また、漢方薬の効果には個人差があり、効きにくかったり、日数がかかったりすることもよくあります。2~3ヶ月で効果が出ないときは薬を替えたほうが良いでしょう。その点をご理解のうえ、試されることをお勧めします。

当院では、舌の写真撮影や問診表への記入をしていただき、くわしい説明をしてご理解いただいたのちに漢方薬を処方しています。

当院の取り組み

漢方医学

東洋医学の一種 漢方医学

漢方医学とは

最近、「未病」という言葉をテレビのCMなどで聞かれた方も多いのではないかと思います。未病とは健康と病気の間を指し、西洋医学では病気と診断されないものも漢方では対処法がある病気の一歩手前の状態と考えられています。未病の治療では生活・体質改善を促し、病気の発症を遅らせたり、進行を遅らせ、生体が持っている回復力や免疫力を高める処置がとられたりします。

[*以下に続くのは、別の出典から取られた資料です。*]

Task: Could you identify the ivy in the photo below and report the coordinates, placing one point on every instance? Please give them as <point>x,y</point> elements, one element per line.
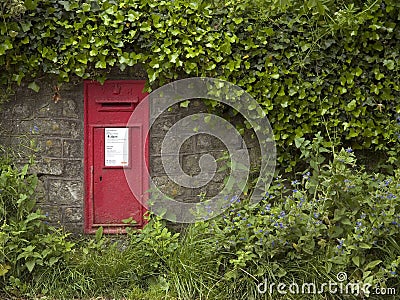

未病を超えて病気になってしまった場合、その治療方法について西洋医学と漢方(東洋)医学を比較してみますと、西洋医学が科学的検査値を基に診断し、ピンポイントで最適な薬を用いて治療するのに対し、漢方医学では病気は全身の生理的、機能的な状態のバランスの崩れから生じるとして、体全体の機能を正常にして各部分の症状の改善を図ります。

漢方医学とは

漢方薬ってどういう薬?

数千年の年月をかけて、患者様一人ひとりのさまざま症状に合った生薬(天然物)を組み合わせ(処方)て生み出された、いわゆるオーダーメイドの薬です。小さくきざんで煎じて飲む伝統的な煎剤もありますが、現在、国内では煎じ薬を乾燥させてアルミパックに入れ、持ちやすく、また飲みやすくしたエキス剤(医療用漢方製剤)の使用が主流です。

漢方薬ってどういう薬?

漢方薬の基本的な考え方

漢方薬の基本的な考え方は、誰もがもともと持っている病気と闘って治す力(自然治癒力)を高め、体を整えることです。「漢方薬=漢方医学」で、針灸・養生・按摩・気功などの漢方医学の治療法と並んで東洋医学の一部です。